Gas produced from a qualifying well that is consumed on the well site and would otherwise have been lawfully vented or flared would not be subject to the tax imposed by this chapter.

In order to qualify for the exemption a well site must abide by certain application requirements and be certified by the Texas Railroad Commission and the Comptroller of Public Accounts.  The RRC indicates they would have administrative and IT costs related to reviewing the applications required under the bill and certifying that a well is a qualifying well.

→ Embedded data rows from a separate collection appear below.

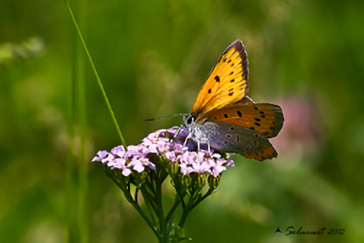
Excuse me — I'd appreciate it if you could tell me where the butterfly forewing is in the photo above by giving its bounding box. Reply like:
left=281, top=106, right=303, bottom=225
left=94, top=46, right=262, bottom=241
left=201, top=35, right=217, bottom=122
left=201, top=103, right=284, bottom=138
left=192, top=40, right=248, bottom=118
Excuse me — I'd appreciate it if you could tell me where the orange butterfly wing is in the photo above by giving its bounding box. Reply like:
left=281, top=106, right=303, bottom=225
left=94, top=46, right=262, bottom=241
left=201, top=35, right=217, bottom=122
left=191, top=40, right=249, bottom=121
left=201, top=102, right=284, bottom=138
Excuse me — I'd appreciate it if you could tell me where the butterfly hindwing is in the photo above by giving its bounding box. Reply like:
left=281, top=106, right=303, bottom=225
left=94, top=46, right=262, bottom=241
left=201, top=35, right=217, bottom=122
left=204, top=122, right=278, bottom=161
left=201, top=103, right=284, bottom=138
left=191, top=40, right=249, bottom=117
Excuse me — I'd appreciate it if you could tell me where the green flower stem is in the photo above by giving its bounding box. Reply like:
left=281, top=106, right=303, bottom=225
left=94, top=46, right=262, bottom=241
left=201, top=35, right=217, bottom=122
left=109, top=176, right=162, bottom=242
left=166, top=195, right=181, bottom=232
left=64, top=0, right=127, bottom=148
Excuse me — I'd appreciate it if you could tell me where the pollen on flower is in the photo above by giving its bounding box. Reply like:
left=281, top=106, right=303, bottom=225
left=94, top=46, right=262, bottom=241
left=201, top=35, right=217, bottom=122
left=92, top=126, right=234, bottom=177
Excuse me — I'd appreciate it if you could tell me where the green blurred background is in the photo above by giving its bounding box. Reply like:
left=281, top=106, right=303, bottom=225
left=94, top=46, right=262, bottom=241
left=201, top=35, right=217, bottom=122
left=0, top=0, right=364, bottom=243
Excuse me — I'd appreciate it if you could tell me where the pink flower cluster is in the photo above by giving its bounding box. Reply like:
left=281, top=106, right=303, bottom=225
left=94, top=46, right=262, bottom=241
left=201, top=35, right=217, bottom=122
left=92, top=127, right=234, bottom=177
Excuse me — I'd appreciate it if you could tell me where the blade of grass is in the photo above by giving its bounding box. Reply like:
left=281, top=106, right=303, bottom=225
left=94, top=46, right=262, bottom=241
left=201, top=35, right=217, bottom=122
left=64, top=0, right=127, bottom=147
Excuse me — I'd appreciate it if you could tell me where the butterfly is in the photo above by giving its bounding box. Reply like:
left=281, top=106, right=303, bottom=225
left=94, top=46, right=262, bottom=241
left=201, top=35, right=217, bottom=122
left=183, top=40, right=284, bottom=161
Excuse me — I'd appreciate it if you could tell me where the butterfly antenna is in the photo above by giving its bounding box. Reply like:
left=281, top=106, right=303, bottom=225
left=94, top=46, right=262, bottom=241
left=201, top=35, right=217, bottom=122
left=144, top=113, right=187, bottom=121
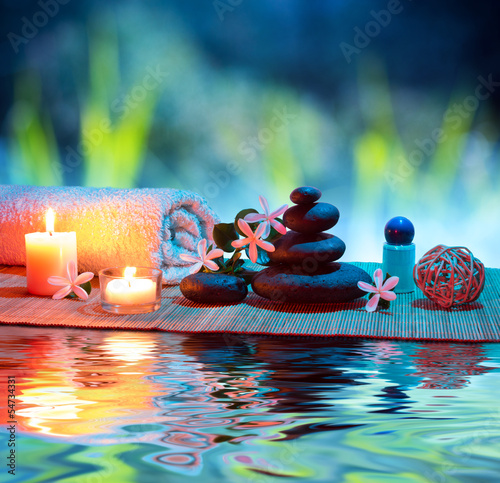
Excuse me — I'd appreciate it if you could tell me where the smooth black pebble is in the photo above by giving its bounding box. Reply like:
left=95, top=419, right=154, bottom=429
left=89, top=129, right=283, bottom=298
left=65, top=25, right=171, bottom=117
left=267, top=231, right=345, bottom=267
left=290, top=186, right=321, bottom=205
left=180, top=272, right=248, bottom=304
left=252, top=262, right=371, bottom=303
left=283, top=202, right=340, bottom=233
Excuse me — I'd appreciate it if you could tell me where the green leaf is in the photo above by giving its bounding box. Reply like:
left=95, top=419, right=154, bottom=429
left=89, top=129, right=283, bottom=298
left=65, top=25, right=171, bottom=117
left=213, top=223, right=239, bottom=252
left=234, top=208, right=259, bottom=236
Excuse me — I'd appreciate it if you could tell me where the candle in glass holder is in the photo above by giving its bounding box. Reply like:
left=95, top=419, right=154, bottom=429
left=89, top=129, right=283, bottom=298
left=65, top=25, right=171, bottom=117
left=106, top=267, right=156, bottom=305
left=25, top=208, right=78, bottom=295
left=99, top=267, right=162, bottom=314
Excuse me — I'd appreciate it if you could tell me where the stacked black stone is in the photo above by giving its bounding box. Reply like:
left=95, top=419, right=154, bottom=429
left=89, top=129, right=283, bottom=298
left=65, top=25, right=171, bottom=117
left=252, top=186, right=371, bottom=303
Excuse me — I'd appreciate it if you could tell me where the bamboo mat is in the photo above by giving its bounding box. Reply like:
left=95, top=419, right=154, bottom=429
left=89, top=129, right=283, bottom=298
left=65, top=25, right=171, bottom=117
left=0, top=263, right=500, bottom=342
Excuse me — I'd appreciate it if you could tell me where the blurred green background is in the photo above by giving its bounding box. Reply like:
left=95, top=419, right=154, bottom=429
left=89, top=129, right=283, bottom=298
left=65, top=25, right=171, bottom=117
left=0, top=0, right=500, bottom=267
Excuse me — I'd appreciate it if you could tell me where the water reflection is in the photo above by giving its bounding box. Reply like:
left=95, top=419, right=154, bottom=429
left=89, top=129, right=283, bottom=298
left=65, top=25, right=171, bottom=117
left=0, top=327, right=500, bottom=481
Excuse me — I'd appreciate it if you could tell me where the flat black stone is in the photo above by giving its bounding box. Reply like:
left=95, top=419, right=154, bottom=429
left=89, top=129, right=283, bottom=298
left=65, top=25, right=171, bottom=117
left=267, top=231, right=345, bottom=268
left=283, top=202, right=340, bottom=233
left=252, top=262, right=371, bottom=303
left=180, top=272, right=248, bottom=304
left=290, top=186, right=321, bottom=205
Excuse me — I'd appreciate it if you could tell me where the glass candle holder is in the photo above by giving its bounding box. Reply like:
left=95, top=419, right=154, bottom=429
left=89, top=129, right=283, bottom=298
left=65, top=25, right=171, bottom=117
left=99, top=267, right=162, bottom=314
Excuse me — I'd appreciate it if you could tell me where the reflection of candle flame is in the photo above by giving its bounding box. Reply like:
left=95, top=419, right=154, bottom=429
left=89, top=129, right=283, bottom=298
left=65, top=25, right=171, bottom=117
left=123, top=267, right=137, bottom=287
left=45, top=208, right=56, bottom=235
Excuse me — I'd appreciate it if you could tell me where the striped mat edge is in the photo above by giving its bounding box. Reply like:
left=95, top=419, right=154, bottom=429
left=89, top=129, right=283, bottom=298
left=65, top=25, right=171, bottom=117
left=0, top=263, right=500, bottom=342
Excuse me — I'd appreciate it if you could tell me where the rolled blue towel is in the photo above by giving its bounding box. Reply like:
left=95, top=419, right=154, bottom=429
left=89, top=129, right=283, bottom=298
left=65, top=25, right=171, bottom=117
left=0, top=185, right=218, bottom=284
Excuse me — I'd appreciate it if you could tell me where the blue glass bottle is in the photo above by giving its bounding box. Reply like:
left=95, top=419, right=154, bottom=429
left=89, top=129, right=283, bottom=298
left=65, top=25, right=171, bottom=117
left=382, top=216, right=415, bottom=293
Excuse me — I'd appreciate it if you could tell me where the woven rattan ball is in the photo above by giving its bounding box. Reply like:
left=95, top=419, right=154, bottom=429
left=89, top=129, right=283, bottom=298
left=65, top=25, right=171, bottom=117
left=413, top=245, right=484, bottom=307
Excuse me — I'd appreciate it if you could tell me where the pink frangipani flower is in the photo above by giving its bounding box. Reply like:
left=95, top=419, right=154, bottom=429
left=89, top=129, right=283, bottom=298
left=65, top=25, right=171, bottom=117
left=358, top=268, right=399, bottom=312
left=179, top=238, right=224, bottom=273
left=243, top=196, right=288, bottom=238
left=231, top=218, right=275, bottom=263
left=47, top=260, right=94, bottom=300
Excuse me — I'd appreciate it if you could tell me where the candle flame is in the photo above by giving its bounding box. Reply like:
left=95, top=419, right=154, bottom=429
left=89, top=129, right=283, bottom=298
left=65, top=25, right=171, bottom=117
left=45, top=208, right=56, bottom=233
left=123, top=267, right=137, bottom=280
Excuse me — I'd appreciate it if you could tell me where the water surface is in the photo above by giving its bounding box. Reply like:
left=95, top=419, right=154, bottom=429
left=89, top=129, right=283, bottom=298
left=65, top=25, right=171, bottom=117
left=0, top=326, right=500, bottom=483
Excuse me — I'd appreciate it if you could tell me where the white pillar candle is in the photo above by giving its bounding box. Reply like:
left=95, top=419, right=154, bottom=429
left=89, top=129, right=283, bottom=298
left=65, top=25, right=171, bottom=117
left=25, top=208, right=78, bottom=295
left=105, top=267, right=156, bottom=305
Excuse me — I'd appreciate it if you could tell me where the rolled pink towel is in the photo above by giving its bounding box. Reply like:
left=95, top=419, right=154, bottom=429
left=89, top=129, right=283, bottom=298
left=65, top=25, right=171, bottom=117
left=0, top=185, right=218, bottom=284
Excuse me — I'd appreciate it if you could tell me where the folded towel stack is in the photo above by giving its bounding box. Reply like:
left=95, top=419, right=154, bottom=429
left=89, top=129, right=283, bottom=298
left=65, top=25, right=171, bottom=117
left=0, top=185, right=218, bottom=284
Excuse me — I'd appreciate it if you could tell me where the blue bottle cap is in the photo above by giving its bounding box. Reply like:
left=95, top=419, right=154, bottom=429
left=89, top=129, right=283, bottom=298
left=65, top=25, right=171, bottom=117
left=384, top=216, right=415, bottom=245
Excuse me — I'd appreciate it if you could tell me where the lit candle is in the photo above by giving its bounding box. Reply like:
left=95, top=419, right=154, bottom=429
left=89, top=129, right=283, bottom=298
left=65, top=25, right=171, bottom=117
left=25, top=208, right=78, bottom=295
left=105, top=267, right=156, bottom=305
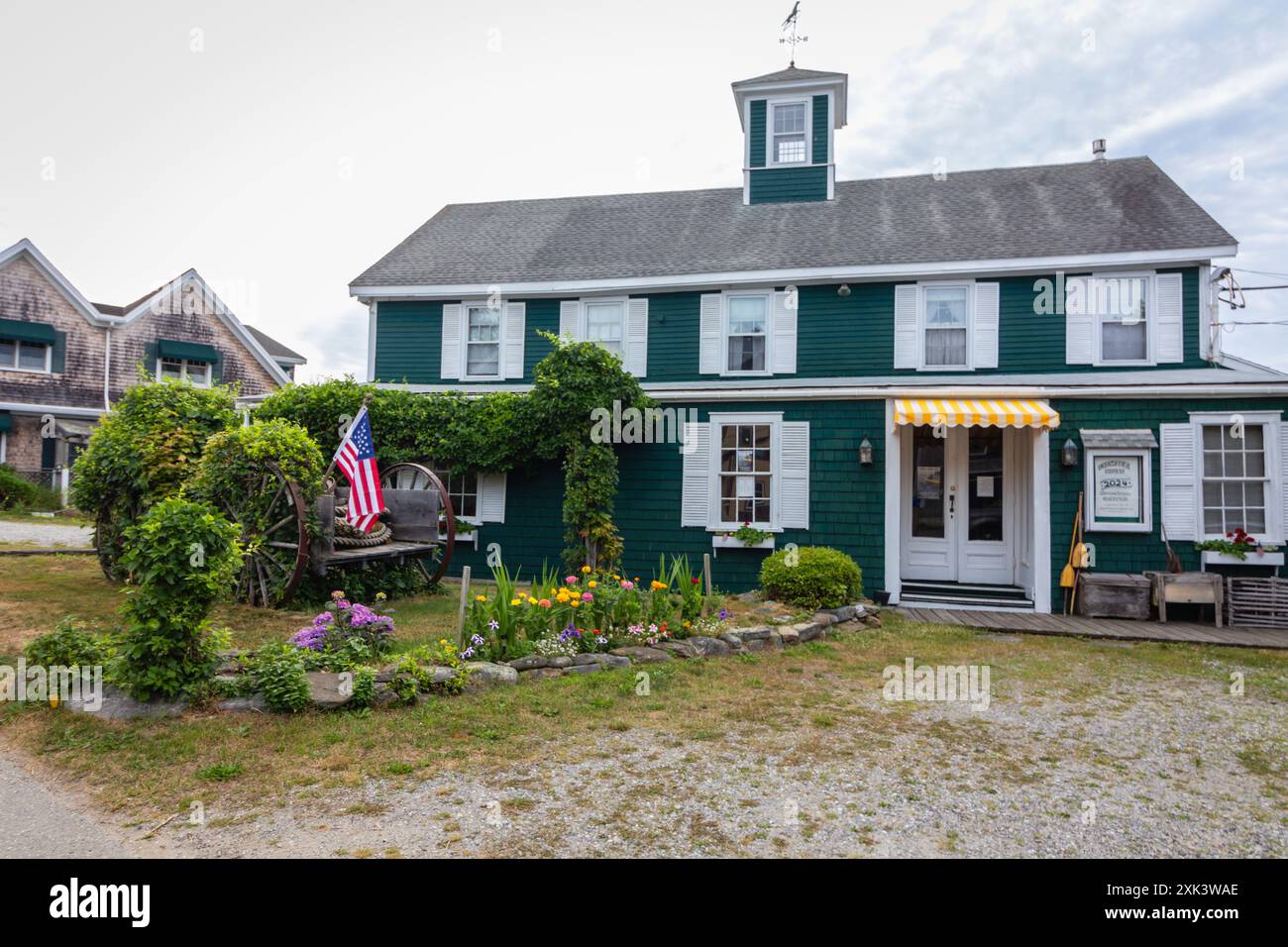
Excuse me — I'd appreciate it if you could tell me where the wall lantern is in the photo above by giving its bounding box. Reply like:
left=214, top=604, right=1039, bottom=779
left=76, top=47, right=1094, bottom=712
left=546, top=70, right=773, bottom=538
left=1060, top=437, right=1078, bottom=467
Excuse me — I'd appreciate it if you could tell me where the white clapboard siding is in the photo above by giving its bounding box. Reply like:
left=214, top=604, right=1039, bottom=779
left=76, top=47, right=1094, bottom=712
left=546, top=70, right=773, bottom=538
left=698, top=292, right=725, bottom=374
left=894, top=283, right=921, bottom=368
left=476, top=474, right=505, bottom=523
left=622, top=297, right=648, bottom=377
left=778, top=421, right=808, bottom=530
left=505, top=303, right=527, bottom=377
left=559, top=299, right=581, bottom=342
left=1158, top=424, right=1199, bottom=540
left=974, top=282, right=1001, bottom=368
left=439, top=303, right=464, bottom=378
left=680, top=421, right=711, bottom=527
left=1154, top=273, right=1185, bottom=365
left=769, top=290, right=799, bottom=374
left=1057, top=278, right=1096, bottom=365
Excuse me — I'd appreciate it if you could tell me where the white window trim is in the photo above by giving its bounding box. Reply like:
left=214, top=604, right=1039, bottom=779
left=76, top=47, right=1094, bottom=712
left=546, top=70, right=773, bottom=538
left=1190, top=411, right=1288, bottom=545
left=765, top=95, right=814, bottom=167
left=707, top=411, right=783, bottom=532
left=720, top=287, right=767, bottom=377
left=1083, top=447, right=1154, bottom=532
left=0, top=339, right=54, bottom=374
left=461, top=299, right=506, bottom=381
left=156, top=356, right=214, bottom=388
left=917, top=279, right=975, bottom=372
left=577, top=296, right=630, bottom=365
left=1065, top=269, right=1158, bottom=368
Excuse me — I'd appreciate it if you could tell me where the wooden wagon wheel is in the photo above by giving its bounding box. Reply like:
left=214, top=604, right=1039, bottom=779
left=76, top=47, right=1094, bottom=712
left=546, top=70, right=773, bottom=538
left=380, top=462, right=456, bottom=585
left=222, top=462, right=309, bottom=607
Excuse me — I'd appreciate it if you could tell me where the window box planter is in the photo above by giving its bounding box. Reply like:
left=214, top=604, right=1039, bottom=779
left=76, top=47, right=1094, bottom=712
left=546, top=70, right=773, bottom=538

To the extent that on-site gas exempt under the proposed section would in fact be gas that would have otherwise been vented or flared, there would be no revenue implication if the gas were from an oil well qualified for the flaring exemption under Section 201.053(2). However, the bill would also mandate that the gas would have been lawfully vented or flared is that it be from an oil or gas well not connected to a pipeline or not to a pipeline with sufficient takeaway capacity, and that the well have received authorization from the Railroad Commission for the flaring of gas for at least 30 days in the year preceding the year when application for certification as a qualifying well is filed.

Authorization to flare does not demonstrate that gas was actually flared or that gas is normally flared from a well. Currently, on site uses of gas other than those exempted under Section 201.053 are taxable. It cannot be determined how much of currently taxable uses may become exempt as well operators secure authorization to flare for gas that in fact would not have otherwise been flared. The bill is likely to result in a decrease in gas production tax revenue but in an amount that cannot be estimated.

The bill would take effect September 1, 2023.

Local Government Impact

No significant fiscal implication to units of local government is anticipated.